It's now day 2 of the Open Source CMS Summit and the conference is going great guns. There's a general hum around the conference and great ideas are getting thrown around.

Strangely, the best session today for me was not Drupal-related -- it was the smalltalk session on Seaside. I'd read about smalltalk's continuations before but had never seen them demonstrated. Avi Bryant gave a demo that had jaws on the floor as he dynamically changed his (~8 lines of code) shopping cart demo while it was running. Unfortunately, Drupal is firmly anchored in the mediocre world of PHP, and that shows no signs of changing. But that doesn't mean we can't take some of the ideas, where the language allows us.

Adrian Rossouw, Earl Miles, Jeff Robbins and I had a great conversation over dinner about how actions, forms API, and web services can integrate. The theory is that actions take parameters as input, and one way to get those parameters is to fill out a form. So a browser can drive the action, but an XML-RPC call could, too.

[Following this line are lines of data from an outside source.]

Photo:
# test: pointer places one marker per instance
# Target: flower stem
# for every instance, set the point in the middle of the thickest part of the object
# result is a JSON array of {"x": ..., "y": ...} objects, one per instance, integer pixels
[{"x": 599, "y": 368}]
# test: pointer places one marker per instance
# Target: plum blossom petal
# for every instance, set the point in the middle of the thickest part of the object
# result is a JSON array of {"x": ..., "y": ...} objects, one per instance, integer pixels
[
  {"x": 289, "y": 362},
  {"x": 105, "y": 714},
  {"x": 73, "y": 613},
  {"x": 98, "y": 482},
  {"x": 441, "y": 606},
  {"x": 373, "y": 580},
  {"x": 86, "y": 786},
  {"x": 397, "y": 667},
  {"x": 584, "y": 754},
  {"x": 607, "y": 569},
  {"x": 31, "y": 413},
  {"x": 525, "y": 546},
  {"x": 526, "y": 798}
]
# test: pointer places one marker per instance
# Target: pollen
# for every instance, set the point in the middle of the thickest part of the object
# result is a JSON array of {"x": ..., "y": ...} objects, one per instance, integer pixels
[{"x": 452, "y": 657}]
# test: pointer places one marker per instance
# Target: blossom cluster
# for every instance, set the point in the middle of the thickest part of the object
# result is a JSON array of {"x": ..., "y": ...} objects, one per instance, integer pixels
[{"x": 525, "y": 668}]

New tonight was the realization that automatically exposing subsets of actions as macros to end users who have the proper permissions solves much of the problem that we currently solve with a PHP filter, only more securely.

As I've said to several people today, what makes Drupal fun for me is a combination of working on problems and solving them in the best way possible and being surrounded by people who are smarter than I am. That stretches me, just like approaching a problem from a completely different paradigm (e.g., the smalltalk demo) stretches me.